“Disco is music for dancing, and people will always want to dance” - Giorgio Moroder.
Disco music was THE defining sound of the 1970s and represented a seismic shift in dance music culture - still resonating today. Rooted in the oppression of young black, latino, LGBTQ+, and working-class communities, disco and club culture provided a safe space for free expression away from the prying eyes of the mainstream. The sounds and feeling of disco took people out of their immediate circumstances allowed everyone the opportunity to shine on the dance floor.
Despite its association with the late-1970s, disco music germinated in the 1960s in the US and UK. David Mancuso’s legendary audiophile Loft parties played long rock and soul music to an eclectic crowd of music fans, and early DJs like Nicky Siano revolutionised the role of the DJ by blending two lush soul records into one another to create a sense of limitless sound where the music would never end. In contrast, Northern Soul clubs in the UK played faster, obscure soul records to working-class teenagers high on any number of stimulants and helped created a haven for those who felt left behind by society.
The four to the floor (4/4) drum beat pioneered by drummer Earl Young in the early 1970s not only gave disco its pulse but also afforded DJs the ability to seamlessly mix songs together all night long. Disco music was soulful, danceable, glamorous, energetic, uplifting, beautiful, and above all, fun. Sitting in stark contrast to other progressive rock, punk, and easy-listening acts of the 1970s, the multicultural, sexually liberated disco movement was a truly forward-thinking sound.

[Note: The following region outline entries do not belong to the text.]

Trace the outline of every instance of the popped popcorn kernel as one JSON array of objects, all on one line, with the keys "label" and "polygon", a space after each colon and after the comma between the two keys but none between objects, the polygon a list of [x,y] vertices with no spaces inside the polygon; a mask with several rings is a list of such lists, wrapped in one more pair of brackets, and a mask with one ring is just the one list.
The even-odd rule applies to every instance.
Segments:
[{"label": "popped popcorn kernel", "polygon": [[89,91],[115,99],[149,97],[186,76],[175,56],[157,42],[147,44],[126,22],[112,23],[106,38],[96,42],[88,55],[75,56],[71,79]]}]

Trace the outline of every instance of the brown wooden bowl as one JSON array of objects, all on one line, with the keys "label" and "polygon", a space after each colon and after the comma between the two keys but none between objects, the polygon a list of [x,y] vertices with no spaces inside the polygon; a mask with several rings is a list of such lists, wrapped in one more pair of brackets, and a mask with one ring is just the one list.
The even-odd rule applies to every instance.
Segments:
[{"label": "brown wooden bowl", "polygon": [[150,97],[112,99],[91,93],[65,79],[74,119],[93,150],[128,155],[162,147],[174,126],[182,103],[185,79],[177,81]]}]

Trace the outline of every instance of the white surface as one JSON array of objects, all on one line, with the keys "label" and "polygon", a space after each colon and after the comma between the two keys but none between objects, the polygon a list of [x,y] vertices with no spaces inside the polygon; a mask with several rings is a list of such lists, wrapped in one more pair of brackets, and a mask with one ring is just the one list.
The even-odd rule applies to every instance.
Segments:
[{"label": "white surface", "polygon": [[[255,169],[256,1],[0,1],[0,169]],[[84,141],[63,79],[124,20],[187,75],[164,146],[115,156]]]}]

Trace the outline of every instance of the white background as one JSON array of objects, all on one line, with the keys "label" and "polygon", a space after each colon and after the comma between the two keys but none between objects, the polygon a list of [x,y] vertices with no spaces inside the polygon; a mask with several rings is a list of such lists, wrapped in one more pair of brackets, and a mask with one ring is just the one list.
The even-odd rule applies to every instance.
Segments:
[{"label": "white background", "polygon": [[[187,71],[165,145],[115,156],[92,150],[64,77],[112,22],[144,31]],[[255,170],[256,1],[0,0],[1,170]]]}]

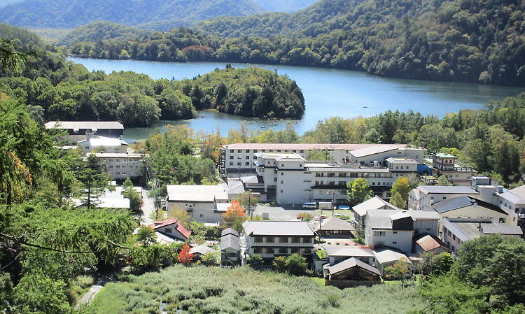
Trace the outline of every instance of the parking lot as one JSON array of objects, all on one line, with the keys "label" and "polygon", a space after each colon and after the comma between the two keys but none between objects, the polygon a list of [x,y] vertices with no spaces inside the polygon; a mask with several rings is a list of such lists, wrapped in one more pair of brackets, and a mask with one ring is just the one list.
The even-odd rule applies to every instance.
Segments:
[{"label": "parking lot", "polygon": [[[279,220],[279,221],[289,221],[296,220],[297,215],[300,213],[309,213],[314,215],[314,217],[318,217],[321,215],[321,210],[320,209],[304,209],[301,207],[300,205],[293,206],[266,206],[264,205],[259,204],[257,206],[253,215],[258,215],[262,216],[262,213],[268,213],[268,215],[270,220]],[[351,210],[335,210],[334,214],[338,214],[341,213],[342,215],[346,216],[354,217],[354,213]],[[326,217],[332,217],[332,210],[323,210],[323,215]]]}]

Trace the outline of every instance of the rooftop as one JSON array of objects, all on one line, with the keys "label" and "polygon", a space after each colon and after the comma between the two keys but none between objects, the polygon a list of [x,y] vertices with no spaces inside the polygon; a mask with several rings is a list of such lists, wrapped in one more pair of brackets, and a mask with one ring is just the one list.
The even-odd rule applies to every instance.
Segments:
[{"label": "rooftop", "polygon": [[346,269],[350,269],[356,266],[360,267],[371,273],[375,273],[376,275],[381,275],[381,273],[379,273],[379,271],[377,268],[374,267],[373,266],[370,266],[365,262],[363,262],[359,259],[356,259],[354,257],[345,259],[339,264],[336,264],[335,265],[330,266],[329,270],[330,273],[333,275],[335,273],[340,273],[341,271],[344,271]]},{"label": "rooftop", "polygon": [[247,221],[242,224],[248,236],[314,236],[314,230],[302,221]]},{"label": "rooftop", "polygon": [[46,128],[97,131],[99,129],[123,129],[124,126],[118,121],[50,121],[46,124]]}]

From 1977 disco became a key part of the charts and the cultural zeitgeist. With the opening of Studio 54 representing the exclusivity, euphoria, and excess of the music, Donna Summer’s number one sensation ‘I Feel Love’ and the release of Saturday Night Fever all act as markers of disco’s imperial phase.

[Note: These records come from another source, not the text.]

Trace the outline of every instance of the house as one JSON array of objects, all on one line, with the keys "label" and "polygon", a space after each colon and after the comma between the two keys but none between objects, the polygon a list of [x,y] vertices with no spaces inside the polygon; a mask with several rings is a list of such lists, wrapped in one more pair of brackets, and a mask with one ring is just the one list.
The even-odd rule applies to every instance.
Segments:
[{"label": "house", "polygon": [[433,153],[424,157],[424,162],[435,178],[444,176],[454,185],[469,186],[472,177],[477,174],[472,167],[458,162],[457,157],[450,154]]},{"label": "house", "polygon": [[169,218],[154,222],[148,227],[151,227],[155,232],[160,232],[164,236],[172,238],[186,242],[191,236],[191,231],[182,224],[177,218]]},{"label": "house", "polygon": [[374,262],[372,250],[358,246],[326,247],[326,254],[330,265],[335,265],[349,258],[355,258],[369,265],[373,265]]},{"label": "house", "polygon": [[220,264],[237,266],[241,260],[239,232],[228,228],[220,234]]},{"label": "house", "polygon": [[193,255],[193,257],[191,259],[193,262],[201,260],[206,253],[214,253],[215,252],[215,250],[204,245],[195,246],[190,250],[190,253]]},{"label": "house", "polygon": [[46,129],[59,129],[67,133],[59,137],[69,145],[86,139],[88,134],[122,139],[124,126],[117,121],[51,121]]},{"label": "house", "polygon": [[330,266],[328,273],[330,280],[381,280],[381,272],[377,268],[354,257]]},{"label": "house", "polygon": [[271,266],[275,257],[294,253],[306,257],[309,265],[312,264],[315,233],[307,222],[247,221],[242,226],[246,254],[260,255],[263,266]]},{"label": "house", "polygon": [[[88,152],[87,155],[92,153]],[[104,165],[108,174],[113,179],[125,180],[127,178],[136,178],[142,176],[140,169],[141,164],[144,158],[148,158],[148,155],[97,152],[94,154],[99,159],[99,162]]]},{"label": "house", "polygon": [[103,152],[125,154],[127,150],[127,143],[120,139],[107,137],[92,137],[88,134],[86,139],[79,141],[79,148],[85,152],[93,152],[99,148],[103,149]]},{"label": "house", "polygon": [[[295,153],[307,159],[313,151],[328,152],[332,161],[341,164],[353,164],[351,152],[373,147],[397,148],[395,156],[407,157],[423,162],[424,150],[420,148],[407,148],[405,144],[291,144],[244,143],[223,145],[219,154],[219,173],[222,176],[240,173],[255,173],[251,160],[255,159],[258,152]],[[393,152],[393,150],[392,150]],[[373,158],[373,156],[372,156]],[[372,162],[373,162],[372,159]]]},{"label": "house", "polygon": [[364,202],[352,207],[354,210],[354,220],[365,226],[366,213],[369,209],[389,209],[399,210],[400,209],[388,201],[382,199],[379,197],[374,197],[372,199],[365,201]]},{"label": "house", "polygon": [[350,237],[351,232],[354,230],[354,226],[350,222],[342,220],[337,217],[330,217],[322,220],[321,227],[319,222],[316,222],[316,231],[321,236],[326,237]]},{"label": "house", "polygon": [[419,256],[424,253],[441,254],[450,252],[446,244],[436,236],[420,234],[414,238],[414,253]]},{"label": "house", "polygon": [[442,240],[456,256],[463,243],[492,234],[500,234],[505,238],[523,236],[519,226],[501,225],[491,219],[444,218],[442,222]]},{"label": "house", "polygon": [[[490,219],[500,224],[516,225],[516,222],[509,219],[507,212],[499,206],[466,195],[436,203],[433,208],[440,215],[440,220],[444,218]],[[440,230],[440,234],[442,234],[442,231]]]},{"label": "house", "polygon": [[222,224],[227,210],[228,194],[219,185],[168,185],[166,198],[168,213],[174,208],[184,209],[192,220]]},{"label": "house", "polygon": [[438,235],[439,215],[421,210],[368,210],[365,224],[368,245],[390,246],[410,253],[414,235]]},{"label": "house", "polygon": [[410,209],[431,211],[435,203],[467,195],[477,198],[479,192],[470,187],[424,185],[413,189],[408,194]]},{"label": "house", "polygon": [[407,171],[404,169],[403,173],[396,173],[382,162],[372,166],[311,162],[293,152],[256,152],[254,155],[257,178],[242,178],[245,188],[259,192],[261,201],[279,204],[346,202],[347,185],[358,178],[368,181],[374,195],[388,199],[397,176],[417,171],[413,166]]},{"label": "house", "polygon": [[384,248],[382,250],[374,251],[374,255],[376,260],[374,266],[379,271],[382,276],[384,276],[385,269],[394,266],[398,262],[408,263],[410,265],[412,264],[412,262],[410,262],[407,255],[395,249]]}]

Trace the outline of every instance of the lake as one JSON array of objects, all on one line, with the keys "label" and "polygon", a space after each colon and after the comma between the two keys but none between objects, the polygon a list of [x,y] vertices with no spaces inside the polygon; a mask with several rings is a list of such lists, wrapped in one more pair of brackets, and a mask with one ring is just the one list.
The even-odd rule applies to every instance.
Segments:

Despite its burgeoning chart popularity, underground disco sounds continued to expand and avant-garde types gave the music a new edge. Uber-cool labels like ZE Records fused disco with the discordant no-wave, punk, jazz, funk, and hip-hop sounds of the New York streets to create their own ‘mutant-disco’ palettes. The Paradise Garage and its resident demi-god, Larry Levan, brought together disco with electronica, hip-hop, funk and more to drive the sound into the future, while groundbreaking producers such as Patrick Adams brought synthesisers, humour and creative production techniques together to keep disco one step ahead of the herd.
Anything successful will find its critics and the disco backlash came hard and fast. Rock fans’ dislike of the hugely popular, and predominantly black disco sound reached fever pitch in 1979 during the Disco Demolition night at Cominsky Park in Chicago. Fuelled by homophobia, racism and alcohol, thousands of baseball fans burned black records, chanted ‘disco SUCKS’, and stoked a sense of tension and fear around a once proud music.

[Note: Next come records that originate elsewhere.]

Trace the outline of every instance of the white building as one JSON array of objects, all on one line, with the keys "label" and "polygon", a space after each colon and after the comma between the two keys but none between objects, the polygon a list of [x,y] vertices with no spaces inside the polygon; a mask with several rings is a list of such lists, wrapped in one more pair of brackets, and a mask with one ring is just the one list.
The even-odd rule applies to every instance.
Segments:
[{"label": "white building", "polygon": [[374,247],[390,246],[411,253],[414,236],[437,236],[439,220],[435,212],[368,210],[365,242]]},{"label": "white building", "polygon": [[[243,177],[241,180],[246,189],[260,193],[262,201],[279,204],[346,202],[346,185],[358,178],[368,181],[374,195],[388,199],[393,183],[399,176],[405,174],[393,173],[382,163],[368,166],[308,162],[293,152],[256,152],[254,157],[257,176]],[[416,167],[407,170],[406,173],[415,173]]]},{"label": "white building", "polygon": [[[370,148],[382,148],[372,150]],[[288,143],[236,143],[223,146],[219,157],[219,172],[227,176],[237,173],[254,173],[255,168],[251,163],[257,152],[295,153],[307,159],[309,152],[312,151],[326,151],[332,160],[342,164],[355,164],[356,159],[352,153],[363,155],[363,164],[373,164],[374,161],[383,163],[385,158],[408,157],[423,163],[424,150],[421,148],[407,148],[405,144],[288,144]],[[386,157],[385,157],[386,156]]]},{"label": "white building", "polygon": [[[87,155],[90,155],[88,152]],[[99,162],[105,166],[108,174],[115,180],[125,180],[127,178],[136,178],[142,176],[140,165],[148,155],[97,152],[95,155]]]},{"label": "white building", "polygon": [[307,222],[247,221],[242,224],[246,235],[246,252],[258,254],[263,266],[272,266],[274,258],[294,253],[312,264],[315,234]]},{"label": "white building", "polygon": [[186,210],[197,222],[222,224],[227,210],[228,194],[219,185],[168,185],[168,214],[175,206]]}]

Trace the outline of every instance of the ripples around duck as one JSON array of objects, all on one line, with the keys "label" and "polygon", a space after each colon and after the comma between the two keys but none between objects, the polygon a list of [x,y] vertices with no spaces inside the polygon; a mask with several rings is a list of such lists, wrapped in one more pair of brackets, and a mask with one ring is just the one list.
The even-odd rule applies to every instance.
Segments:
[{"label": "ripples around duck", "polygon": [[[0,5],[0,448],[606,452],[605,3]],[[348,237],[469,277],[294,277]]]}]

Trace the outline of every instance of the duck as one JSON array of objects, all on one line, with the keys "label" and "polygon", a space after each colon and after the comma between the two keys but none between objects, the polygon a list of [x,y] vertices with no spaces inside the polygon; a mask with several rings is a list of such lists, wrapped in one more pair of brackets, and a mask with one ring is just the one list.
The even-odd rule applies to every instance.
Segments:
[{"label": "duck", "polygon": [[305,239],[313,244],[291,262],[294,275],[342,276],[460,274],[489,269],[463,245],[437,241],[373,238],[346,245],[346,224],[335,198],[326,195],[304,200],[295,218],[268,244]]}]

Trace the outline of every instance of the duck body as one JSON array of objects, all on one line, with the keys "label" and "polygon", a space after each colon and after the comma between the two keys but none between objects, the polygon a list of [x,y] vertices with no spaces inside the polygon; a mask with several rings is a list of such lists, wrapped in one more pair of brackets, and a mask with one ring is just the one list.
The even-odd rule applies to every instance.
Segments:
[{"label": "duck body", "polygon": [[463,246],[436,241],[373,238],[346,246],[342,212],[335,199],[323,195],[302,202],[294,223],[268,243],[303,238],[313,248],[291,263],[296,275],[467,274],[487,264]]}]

Disco’s mainstream success didn’t die with the Disco Demolition night, despite acts such as Chic losing their chart dominance. The sound adapted, and pop stars such as Prince, Madonna, Diana Ross, Grace Jones and Michael Jackson released number one hits firmly rooted around the 4/4 beat and disco’s perfected formula.
The sound of disco continued to morph at the start of the 80s, from clean, calculated post-disco, to the bass-forward funk of boogie, the European noir of italo-disco, the electronic minimalism of synth-pop, the queer euphoria of Hi-NRG and its eventual turn to house music in the mid-80s which helped spawn the modern club sound we know today.
Disco’s revolutionary nature never died, and the advent of the HIV/AIDS crisis of the 1980s and tragic deaths of key disco stalwarts such as Sylvester acted as the catalyst for renewed urgency and drive towards social change.